Musician Emily Riordan uses songwriting as an outlet to say the things she needs to say, but can’t. Taranaki Community News caught up with her to hear about her upcoming EP, Waves.
Can you tell us about yourself and your style of music?
My first vivid musical memory is sitting at the piano as a child and teaching myself to play You Are my Sunshine by ear, and my mother in the next room calling out to let me know I was changing a chord two beats too early.
I am so lucky to have parents who found me a piano teacher when I expressed interest in lessons. Until then I had an implicit but very limited understanding of music, and learning music theory meant that in the future I could pick up just about any instrument that took my fancy – and so many of them did. I tried several different instruments through high school, and these days I teach piano and singing and still play guitar, bass, and drums regularly as well.
In general, I like to listen to and create melancholic music. I want to access feelings and ideas that for whatever reason I can’t talk or think about explicitly or publicly. There’s a lot of murky grey emotion that I don’t necessarily want to share but I do want to just sit with sometimes. My late discovery of Radiohead a few years ago has deeply shifted my experience of music and what it means to me. I strongly believe I’d be a very different person if I didn’t have songs as an outlet to say the things I need to say but can’t.
If you could have a dinner party with three musicians from throughout history, who would they be and what would you guys get up to?
Thom Yorke, Bjork, and Edvard Grieg. I could learn so much from them all. The dinner party would mostly consist of me trying to rephrase the question “how did you think to put that note there?”. We might have a very difficult time communicating and I might be excluded from the conversation once they realise I’m not on their level. I would also have no idea what to cook for them.
You wrote your first song at the age of five, which is super impressive! What are the key ingredients for a good song?
I still remember parts of that song, it was about a place up in the clouds where you could go to sleep with angels flying around you. At that age most of the music I listened to was probably at church, so I suspect that idea was influenced by depictions of Heaven. I didn’t understand music theory at the time but in my head I heard chords and instrumentation. I can still hear it, like a very simple Disney song.

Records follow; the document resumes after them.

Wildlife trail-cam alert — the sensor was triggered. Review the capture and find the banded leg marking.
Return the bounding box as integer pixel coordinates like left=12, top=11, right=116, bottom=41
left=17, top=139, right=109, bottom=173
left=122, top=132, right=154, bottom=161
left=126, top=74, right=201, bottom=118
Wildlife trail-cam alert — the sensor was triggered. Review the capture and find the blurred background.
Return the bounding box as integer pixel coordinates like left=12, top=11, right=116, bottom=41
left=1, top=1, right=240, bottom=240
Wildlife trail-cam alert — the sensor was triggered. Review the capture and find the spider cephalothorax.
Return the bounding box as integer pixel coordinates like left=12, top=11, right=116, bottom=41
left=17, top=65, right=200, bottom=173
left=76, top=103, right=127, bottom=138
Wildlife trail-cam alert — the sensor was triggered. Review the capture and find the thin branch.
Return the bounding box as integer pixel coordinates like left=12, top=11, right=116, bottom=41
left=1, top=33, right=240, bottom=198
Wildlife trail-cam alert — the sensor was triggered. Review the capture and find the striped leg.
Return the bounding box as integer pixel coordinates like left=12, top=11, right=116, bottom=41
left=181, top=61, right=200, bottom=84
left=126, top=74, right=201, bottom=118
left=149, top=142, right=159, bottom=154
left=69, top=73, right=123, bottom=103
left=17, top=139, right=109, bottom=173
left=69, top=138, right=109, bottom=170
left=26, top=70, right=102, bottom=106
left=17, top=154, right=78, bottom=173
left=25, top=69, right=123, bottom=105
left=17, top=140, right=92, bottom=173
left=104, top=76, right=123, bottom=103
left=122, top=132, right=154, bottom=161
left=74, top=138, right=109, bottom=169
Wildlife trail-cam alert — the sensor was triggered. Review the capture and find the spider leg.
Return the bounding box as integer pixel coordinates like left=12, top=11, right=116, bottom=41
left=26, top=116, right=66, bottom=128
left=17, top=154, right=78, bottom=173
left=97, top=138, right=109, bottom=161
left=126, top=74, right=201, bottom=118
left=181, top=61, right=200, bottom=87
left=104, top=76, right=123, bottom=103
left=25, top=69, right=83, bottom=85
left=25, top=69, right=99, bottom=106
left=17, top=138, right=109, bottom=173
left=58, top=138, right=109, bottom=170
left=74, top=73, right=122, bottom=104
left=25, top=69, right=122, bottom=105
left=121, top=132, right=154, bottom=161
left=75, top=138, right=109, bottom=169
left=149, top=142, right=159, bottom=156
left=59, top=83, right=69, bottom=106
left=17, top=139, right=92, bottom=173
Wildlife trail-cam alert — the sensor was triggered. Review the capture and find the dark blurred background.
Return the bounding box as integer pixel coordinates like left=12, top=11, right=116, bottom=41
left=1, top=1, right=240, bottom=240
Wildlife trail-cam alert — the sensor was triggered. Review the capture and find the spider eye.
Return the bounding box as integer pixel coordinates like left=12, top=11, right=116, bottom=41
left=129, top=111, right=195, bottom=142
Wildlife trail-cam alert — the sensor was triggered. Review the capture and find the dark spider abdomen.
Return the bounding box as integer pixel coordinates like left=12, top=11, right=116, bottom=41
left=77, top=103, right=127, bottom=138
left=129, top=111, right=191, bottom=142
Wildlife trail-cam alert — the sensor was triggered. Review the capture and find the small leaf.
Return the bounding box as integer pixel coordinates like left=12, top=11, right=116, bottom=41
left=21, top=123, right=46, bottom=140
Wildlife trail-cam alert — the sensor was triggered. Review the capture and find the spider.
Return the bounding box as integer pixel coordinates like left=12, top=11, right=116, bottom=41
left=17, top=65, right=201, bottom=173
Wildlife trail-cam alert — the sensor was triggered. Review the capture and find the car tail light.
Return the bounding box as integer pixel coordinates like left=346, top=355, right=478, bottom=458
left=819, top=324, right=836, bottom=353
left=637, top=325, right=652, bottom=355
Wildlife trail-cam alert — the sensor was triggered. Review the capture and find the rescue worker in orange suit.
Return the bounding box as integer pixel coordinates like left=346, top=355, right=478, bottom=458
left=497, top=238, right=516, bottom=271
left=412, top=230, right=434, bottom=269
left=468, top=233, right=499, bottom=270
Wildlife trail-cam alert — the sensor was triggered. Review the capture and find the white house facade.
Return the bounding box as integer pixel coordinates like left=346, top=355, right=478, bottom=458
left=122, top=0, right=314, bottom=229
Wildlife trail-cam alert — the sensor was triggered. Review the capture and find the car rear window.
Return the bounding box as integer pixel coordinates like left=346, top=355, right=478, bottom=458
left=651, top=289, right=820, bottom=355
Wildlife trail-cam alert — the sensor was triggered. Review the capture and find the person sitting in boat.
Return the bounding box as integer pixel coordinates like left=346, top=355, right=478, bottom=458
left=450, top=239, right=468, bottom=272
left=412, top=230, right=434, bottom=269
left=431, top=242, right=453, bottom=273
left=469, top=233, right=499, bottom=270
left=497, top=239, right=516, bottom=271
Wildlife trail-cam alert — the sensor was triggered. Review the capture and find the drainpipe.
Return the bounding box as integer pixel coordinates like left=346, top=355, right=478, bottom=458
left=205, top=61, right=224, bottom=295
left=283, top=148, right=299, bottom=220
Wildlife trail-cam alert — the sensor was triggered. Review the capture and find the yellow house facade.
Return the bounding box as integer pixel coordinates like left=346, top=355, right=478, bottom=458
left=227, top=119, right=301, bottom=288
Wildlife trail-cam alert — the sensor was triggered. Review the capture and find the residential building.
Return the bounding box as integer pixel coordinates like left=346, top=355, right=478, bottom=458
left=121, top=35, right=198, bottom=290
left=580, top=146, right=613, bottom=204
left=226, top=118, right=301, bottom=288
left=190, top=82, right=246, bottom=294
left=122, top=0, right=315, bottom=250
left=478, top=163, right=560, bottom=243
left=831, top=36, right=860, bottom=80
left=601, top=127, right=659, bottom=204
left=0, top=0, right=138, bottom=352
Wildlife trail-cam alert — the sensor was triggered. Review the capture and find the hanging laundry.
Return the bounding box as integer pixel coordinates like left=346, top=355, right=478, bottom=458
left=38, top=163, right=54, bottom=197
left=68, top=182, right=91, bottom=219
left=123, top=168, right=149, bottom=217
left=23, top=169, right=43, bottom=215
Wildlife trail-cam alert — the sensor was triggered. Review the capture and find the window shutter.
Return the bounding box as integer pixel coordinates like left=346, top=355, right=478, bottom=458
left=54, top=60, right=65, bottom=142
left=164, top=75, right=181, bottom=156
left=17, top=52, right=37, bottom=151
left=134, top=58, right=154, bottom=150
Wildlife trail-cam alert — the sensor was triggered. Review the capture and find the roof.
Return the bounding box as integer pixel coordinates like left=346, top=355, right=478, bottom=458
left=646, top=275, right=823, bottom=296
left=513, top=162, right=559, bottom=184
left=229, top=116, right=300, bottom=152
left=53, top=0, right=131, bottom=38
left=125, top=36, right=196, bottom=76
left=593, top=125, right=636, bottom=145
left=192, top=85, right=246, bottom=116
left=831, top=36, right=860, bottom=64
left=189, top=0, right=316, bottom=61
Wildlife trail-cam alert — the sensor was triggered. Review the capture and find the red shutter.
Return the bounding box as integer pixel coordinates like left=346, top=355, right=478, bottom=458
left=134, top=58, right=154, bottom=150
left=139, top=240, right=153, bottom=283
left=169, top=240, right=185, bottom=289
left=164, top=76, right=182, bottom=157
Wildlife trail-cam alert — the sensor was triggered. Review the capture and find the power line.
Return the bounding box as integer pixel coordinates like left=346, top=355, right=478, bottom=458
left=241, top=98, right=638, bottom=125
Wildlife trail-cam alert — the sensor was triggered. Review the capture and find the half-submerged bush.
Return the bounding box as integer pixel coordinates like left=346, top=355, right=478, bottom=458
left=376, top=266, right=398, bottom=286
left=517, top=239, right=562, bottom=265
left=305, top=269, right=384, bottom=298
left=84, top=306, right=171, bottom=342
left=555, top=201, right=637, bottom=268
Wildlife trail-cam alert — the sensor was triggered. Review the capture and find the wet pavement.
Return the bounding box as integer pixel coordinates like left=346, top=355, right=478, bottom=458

To me a good song is when the pieces all fit together in a way that evokes a feeling. It’s difficult to put into words. It’s very personal. You know it when you hear it. If I’m trying to create a good song myself I’m usually trying to recombine my favourite ingredients in a new way.
You’re releasing an EP in May, which is awesome. Can you tell us more about your EP?
I’ve called the EP Waves. The first track, Angel, is a re-release of a song that I did with an old friend from school who is now a producer, SHXSHI (Jake Evans). The other three are songs in the same style that we did together last year. They’ve all been written and recorded in the same way – Jake sends me an instrumental track (he calls it a beat because he’s cool and usually works with rappers and other cool folk) and I write and record a vocal part over it. I’m new to production myself, but I love Jake’s trip hop/trap sort of style so it’s exciting to be able to make songs that sound like that.
With each song I’ve tried to capture in a moment in time where I felt very strongly a certain way. Each song represents a person in my life and what I felt about them at a specific point. As an example, Angel deals with my feelings about an old lover and my regret at the way things ended between us. I address some fairly personal and specific things in the EP. Brian Molko of Placebo said something once that I’ve never forgotten, and that has been a huge influence on the way I write: “The more personal you make something, the more universal it becomes, because essentially we’re all made up of the same emotional stuff.”
If there was a movie made about your life, what would it be called and who would play you?
If ever I have enough of an impact on somebody for them to make a movie about me, I would hope they cast a beautiful but unknown actor to play me and that they don’t gloss over all the uncomfortable parts that have made me who I am. It must feel as true to life as possible, while still taking on more or less a traditional story shape.